On the overall question of accidents or fatalities in the workplace, may I remind the Minister of the extensive amount of money that it will cost the NHS to treat people who have been injured at work through no fault of their own? It is a false economy to have unscrupulous employers putting their workers in danger and then for the NHS—that is, the taxpayer—to have to pick up the bill. That is completely wrong.

On the perception of employers, I worked for a number of years for an excellent and progressive employer, Thales, in the defence industry. It looked after its employees and had a health and safety director, and people reacted accordingly. If we treat people sensibly, we get a sensible response.

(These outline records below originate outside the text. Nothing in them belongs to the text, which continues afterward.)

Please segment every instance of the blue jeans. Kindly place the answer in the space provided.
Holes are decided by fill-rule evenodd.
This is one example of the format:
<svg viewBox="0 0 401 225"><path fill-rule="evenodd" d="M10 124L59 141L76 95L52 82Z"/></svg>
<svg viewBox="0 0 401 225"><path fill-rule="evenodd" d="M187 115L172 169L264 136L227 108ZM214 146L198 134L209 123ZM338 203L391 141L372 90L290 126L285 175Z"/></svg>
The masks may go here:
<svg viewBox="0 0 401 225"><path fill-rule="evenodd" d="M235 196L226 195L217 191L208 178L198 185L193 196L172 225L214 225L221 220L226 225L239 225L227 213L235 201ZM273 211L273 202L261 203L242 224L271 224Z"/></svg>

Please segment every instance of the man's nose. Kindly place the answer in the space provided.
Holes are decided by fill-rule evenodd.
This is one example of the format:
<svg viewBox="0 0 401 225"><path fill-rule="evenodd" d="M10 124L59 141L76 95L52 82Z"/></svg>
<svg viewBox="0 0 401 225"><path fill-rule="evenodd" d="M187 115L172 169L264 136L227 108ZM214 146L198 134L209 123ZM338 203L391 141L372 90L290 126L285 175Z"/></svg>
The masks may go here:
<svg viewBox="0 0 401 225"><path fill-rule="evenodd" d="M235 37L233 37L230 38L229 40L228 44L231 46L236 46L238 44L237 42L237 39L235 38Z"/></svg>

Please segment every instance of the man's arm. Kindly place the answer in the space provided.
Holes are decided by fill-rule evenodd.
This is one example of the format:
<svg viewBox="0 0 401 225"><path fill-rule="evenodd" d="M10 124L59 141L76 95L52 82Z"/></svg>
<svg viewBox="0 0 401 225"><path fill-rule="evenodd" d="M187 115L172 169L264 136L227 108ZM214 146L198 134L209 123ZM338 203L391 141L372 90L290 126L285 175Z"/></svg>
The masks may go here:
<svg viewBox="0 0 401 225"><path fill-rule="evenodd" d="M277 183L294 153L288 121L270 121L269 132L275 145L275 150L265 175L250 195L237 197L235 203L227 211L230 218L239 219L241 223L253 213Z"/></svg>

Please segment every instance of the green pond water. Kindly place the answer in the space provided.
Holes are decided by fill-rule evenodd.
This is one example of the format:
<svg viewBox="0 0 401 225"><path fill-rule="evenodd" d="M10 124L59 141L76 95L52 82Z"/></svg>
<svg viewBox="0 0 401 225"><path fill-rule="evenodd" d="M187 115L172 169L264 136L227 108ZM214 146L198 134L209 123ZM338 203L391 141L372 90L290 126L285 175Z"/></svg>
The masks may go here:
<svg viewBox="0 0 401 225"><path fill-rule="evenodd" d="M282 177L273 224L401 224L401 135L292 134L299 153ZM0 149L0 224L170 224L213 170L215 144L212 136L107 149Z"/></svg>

I recently asked my local chamber of commerce what problems it had in creating jobs and moving the economy forward, and what barriers were caused by the current health and safety situation. It told me clearly that it did not have a problem with health and safety legislation in the workplace, and that it wanted the Government to concentrate more on restarting the economy, creating jobs, getting money back into the economy and employing people. It said that the Government should focus on that, not on going back to the old Conservative days of saying that the trade unions are the enemy within and should be dealt with accordingly.

The Minister mentioned a bottle of bleach in a cupboard, but there are occasions when children are in offices or other places where there are bottles of bleach lying about, perhaps because of a lack of child care facilities. If those bottles are not clearly identified, there is every possibility that a child could lift one up and drink from it. I would not like to think of any child suffering as a result of that. The new clause is a complete diversion from where the country has been going. There is no appetite in the country for this type of waste of parliamentary time.